Picasso's Successive Approximation
/Most people think of Pablo Picasso as the famous artist who painted the weird ladies with two noses. This is amusing, but of course his impact on the course of 20th-century art (and creativity in general) cannot be understated.
What most people don't know is that Picasso was a very gifted art student from a very young age. He was academically trained, at first by his father (also a painter) and then by academies in Barcelona and Madrid, although the boy was not a very assiduous student. He began his move to Paris in 1900 when he was 19, about the time he created the self-portrait seen here.
First of all, can we agree that Pablo was a hottie? You don't have to agree, but the evidence is clear: his string of sexual conquests was as impressive as his career as an artist. His self-portraits confirm his radiant life-energy, and very few were those who could resist his charms either in the bedroom, the studio, or salon.

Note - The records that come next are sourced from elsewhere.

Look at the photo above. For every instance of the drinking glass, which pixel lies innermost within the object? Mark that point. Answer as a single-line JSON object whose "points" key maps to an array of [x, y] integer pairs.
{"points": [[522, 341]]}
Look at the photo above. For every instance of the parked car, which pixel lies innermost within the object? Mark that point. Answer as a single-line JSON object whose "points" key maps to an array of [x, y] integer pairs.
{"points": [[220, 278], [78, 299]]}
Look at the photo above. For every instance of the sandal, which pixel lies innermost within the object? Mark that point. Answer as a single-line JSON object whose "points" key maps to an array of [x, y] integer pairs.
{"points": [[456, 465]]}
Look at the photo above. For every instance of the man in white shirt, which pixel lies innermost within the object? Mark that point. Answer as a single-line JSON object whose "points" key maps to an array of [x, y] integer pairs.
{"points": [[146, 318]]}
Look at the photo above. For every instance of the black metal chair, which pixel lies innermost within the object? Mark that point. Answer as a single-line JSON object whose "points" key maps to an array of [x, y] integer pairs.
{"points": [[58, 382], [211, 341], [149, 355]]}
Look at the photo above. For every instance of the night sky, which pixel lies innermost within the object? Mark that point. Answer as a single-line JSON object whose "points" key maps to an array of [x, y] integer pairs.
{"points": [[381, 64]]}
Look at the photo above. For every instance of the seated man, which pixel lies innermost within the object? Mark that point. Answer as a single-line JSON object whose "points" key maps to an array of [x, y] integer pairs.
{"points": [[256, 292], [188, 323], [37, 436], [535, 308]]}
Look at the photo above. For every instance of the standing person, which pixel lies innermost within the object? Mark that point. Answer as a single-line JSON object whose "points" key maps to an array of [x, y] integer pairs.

Throughout his life Picasso painted self-portraits, and over at Open Culture they've curated a series of these works. Open Culture presents them as a timeline of his evolving artistic styles, but I think we can see even more his SUCCESSIVE APPROXIMATION as a human. Who among us has not changed from being 18 to being who we are now? (Unless you're still 18, in which case I say, God bless you and have a safe journey!)
What interests me about the process is how the artist—not just Picasso but all of us—uses his/her work both to 1) examine the changing self; and 2) propel and announce the changes. At least, I think that's what we as artists should be doing. "Who am I this time?"
So get to work: keep a record of who you are. Has your work changed as you've changed? Have you changed? As Heraclitus reminds us, πάντα χωρεῖ καὶ οὐδὲν μένει. See to it.